Kenya’s annual inflation rate rose to 4.1% in July 2025, up from 3.8% in June, marking a three-month high and matching the peak reached in April.
The uptick was largely driven by rising costs in essential items, with fuel, electricity, and food leading the charge.
Key Drivers of Inflation in July
Category | Change (YoY) | Change (MoM) |
---|---|---|
Food | +6.8% | — |
Transport | +4.1% | — |
Cooking Gas | +17.7% | +6.7% |
Electricity | — | +5.4% |
Maize | +20.3% | — |
Sugar | +17.5% | — |
Cabbages | +18.4% | — |
According to the Kenya National Bureau of Statistics, elevated prices in food, utilities, and transport continue to strain household budgets. Monthly inflation eased to 0.1% in July, down from 0.5% in June, offering a brief reprieve.
Kenya Inflation by Key Drivers (Jan–Jul 2025, YoY % Change)
Month | Food & Non-Alcoholic Beverages | Transport | Housing, Water, Electricity, Gas & Fuels |
---|---|---|---|
Jan 2025 | 6.1% | 3.0% | 2.2% |
Feb 2025 | 6.3% | 3.2% | 2.4% |
Mar 2025 | 6.5% | 3.4% | 2.6% |
Apr 2025 | 7.1% | 3.8% | 2.9% |
May 2025 | 6.3% | 2.3% | 1.8% |
Jun 2025 | 6.6% | 3.2% | 2.0% |
Jul 2025 | 6.8% | 4.1% | 1.3% |
- Food & Non-Alcoholic Beverages: This category remained the most inflationary, driven by price surges in staples like maize grain, tomatoes, and sugar.

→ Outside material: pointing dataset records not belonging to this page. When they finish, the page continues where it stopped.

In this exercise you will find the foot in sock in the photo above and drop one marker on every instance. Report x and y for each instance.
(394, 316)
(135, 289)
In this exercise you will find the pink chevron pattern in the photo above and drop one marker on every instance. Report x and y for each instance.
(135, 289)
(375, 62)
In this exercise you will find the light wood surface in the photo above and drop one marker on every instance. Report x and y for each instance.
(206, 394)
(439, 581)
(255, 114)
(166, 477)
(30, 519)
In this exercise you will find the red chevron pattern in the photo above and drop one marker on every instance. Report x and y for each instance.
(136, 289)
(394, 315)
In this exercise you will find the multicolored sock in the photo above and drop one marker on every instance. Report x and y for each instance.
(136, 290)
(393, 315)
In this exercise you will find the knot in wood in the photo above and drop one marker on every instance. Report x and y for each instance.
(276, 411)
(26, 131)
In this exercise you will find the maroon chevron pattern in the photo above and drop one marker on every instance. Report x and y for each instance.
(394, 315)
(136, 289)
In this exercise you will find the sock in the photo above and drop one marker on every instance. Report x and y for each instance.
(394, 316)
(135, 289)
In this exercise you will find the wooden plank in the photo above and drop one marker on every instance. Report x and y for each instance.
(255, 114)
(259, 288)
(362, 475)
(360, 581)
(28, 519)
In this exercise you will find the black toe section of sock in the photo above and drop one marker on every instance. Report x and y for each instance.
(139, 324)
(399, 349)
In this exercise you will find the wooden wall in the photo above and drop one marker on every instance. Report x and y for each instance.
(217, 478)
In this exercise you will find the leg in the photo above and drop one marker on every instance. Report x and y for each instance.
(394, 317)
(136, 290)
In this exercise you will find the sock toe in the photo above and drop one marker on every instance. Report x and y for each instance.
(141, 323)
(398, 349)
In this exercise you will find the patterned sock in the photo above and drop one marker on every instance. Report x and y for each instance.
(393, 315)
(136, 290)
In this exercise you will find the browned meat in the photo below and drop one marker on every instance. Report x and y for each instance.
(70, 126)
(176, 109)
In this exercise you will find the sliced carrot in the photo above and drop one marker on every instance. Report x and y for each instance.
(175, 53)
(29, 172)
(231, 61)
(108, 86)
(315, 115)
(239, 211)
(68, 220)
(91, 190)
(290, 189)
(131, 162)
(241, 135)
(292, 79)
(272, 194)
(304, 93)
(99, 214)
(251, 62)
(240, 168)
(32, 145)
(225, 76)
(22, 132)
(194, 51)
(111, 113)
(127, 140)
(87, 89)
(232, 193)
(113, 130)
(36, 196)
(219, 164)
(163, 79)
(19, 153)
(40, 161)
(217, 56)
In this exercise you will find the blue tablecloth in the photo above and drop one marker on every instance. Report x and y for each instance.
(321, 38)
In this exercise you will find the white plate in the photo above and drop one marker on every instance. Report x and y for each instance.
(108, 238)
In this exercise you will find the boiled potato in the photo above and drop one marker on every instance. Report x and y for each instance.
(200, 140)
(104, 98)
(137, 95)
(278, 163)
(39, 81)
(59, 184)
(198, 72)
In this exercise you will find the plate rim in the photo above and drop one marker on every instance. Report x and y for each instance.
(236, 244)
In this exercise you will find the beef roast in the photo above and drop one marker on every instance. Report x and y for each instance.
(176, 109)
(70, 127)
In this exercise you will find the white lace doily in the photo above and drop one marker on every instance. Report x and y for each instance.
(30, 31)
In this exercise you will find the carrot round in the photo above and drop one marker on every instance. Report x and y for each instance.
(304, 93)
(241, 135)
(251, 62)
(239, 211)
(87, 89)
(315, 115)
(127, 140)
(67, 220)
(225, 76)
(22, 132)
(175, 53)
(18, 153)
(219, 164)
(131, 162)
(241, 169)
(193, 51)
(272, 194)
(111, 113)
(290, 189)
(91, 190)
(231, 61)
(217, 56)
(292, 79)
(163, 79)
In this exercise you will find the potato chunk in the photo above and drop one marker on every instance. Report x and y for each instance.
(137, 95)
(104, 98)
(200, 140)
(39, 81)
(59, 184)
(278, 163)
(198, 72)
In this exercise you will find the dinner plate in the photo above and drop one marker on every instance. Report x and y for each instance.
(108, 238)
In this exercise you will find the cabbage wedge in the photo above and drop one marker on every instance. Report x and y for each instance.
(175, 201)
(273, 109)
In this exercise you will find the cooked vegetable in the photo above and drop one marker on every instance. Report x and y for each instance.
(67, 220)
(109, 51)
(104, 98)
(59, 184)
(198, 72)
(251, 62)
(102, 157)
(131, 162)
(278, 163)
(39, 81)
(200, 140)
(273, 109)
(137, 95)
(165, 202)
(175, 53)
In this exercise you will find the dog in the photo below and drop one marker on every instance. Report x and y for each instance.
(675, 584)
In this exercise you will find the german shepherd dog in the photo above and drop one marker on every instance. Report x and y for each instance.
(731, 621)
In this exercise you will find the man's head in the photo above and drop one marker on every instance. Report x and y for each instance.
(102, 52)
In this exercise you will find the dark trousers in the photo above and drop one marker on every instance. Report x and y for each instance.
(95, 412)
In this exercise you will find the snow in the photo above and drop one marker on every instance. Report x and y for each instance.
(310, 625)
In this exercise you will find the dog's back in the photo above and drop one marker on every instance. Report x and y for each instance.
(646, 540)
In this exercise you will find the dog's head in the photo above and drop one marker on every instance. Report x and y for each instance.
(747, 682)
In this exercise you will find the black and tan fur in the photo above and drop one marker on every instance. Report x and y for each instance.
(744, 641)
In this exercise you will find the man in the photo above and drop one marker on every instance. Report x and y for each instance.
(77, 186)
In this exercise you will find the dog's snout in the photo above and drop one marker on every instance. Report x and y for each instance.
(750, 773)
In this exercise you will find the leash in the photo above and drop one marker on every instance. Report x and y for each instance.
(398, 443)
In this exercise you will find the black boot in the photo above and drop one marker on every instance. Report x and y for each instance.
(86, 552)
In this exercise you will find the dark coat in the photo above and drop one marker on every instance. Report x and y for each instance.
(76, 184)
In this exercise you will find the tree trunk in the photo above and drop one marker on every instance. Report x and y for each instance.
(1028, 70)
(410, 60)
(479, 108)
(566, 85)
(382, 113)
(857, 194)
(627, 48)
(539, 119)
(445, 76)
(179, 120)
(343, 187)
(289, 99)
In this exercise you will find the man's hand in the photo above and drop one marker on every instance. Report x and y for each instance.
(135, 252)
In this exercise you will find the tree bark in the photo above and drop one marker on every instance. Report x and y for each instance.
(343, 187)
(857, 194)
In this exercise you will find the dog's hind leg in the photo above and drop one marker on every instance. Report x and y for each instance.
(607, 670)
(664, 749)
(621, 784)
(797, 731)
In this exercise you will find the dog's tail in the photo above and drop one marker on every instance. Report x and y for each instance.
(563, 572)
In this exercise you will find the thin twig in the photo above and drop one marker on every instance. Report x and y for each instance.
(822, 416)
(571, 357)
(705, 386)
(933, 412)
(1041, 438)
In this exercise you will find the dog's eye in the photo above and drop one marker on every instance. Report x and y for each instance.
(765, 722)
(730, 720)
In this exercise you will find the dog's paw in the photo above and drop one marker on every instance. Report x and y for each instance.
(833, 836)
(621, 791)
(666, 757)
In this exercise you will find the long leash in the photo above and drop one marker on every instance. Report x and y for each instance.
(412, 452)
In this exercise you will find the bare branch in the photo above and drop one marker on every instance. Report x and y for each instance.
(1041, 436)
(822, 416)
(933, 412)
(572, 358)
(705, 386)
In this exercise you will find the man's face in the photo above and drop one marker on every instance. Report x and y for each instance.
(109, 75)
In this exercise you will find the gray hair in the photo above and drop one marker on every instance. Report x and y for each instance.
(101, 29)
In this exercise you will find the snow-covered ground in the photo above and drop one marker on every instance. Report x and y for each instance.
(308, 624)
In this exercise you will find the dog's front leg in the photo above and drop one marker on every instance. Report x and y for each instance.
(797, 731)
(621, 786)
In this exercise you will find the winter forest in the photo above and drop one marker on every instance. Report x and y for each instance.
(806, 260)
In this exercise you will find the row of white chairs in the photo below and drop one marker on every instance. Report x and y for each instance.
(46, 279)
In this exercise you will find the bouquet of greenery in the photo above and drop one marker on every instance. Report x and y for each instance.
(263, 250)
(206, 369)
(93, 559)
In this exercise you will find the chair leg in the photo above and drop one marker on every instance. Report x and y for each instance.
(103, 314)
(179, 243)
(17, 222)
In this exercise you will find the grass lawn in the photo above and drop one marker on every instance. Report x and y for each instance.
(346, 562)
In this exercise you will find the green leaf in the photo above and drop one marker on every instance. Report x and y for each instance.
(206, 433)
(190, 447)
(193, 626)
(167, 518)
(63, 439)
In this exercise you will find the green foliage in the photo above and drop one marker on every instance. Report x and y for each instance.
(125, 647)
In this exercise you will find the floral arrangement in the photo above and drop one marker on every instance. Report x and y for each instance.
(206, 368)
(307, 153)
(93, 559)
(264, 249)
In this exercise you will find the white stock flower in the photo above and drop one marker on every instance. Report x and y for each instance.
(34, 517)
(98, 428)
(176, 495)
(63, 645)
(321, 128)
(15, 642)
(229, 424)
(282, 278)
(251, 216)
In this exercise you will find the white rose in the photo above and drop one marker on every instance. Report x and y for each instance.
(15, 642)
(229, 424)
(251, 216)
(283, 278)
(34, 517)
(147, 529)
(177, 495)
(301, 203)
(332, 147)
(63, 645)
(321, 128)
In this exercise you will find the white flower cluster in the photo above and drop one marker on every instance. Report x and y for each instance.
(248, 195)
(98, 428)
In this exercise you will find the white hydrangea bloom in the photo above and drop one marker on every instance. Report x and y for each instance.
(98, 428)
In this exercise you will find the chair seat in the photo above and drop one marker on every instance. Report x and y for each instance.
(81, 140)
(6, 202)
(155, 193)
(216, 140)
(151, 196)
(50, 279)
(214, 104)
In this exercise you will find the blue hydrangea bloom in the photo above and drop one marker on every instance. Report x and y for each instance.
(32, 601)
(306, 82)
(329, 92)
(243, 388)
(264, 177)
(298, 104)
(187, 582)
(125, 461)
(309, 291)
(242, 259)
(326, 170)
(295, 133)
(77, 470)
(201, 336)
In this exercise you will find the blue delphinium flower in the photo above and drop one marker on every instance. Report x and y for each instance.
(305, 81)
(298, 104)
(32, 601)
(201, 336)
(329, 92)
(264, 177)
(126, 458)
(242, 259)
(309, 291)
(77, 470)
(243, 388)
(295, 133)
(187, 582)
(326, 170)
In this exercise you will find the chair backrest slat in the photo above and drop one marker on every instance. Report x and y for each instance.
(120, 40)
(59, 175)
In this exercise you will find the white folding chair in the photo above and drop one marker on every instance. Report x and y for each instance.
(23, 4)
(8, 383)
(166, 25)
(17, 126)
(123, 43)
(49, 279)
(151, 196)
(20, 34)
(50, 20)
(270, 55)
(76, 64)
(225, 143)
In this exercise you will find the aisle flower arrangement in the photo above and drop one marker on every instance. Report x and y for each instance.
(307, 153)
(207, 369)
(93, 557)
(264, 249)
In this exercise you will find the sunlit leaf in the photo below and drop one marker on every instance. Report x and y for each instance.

- Transport: Fuel price hikes, especially petrol and kerosene, pushed transport inflation higher, with July seeing notable increases.
- Housing & Utilities: Inflation eased here, but electricity and cooking gas costs still contributed to upward pressure.
NCBA Commentary: Risks Mount Despite Global Price Relief
NCBA notes that inflationary momentum is being fueled by domestic energy price adjustments, particularly the hike in the road maintenance levy and the expansion of oil marketers’ margins, which have kept pump prices elevated.
Despite a projected 7% decline in global energy prices this year, local tax structures are muting the pass-through effect.
On the food front, NCBA highlights seasonal supply shortfalls and regional trade restrictions as key contributors to rising prices.
While the government’s directive to import 500,000 metric tonnes of duty-free milled rice may ease rice prices, new minimum wheat prices set by the Agriculture and Food Authority could support local production—though weather variability remains a wildcard.
Monetary Policy Outlook
Since June 2024, inflation has remained below the 5% threshold, allowing the Central Bank of Kenya (CBK) to cut rates by 325 basis points to 9.75% to stimulate credit and growth.
Kenya Monthly Inflation Rates (Jan 2024 – Jul 2025)
Month | Inflation Rate (YoY) |
---|---|
Jan 2024 | 6.9% |
Feb 2024 | 6.4% |
Mar 2024 | 5.7% |
Apr 2024 | 5.0% |
May 2024 | 4.6% |
Jun 2024 | 4.3% |
Jul 2024 | 4.0% |
Aug 2024 | 3.8% |
Sep 2024 | 3.6% |
Oct 2024 | 2.7% |
Nov 2024 | 2.8% |
Dec 2024 | 3.0% |
Jan 2025 | 3.3% |
Feb 2025 | 3.5% |
Mar 2025 | 3.6% |
Apr 2025 | 4.1% |
May 2025 | 3.8% |
Jun 2025 | 3.8% |
Jul 2025 | 4.1% |
YoY = Year-over-Year inflation, measuring the percentage change in prices compared to the same month in the previous year.
However, NCBA warns that the risk of inflation breaching the 5% midpoint target has increased, narrowing the CBK’s room for further easing.
With core inflation inching up to 3.1%, the CBK’s upcoming Monetary Policy Committee meeting on August 12 will be closely watched.
The current inflation trajectory may prompt a reassessment of its dovish stance, especially as domestic demand shows signs of gradual recovery.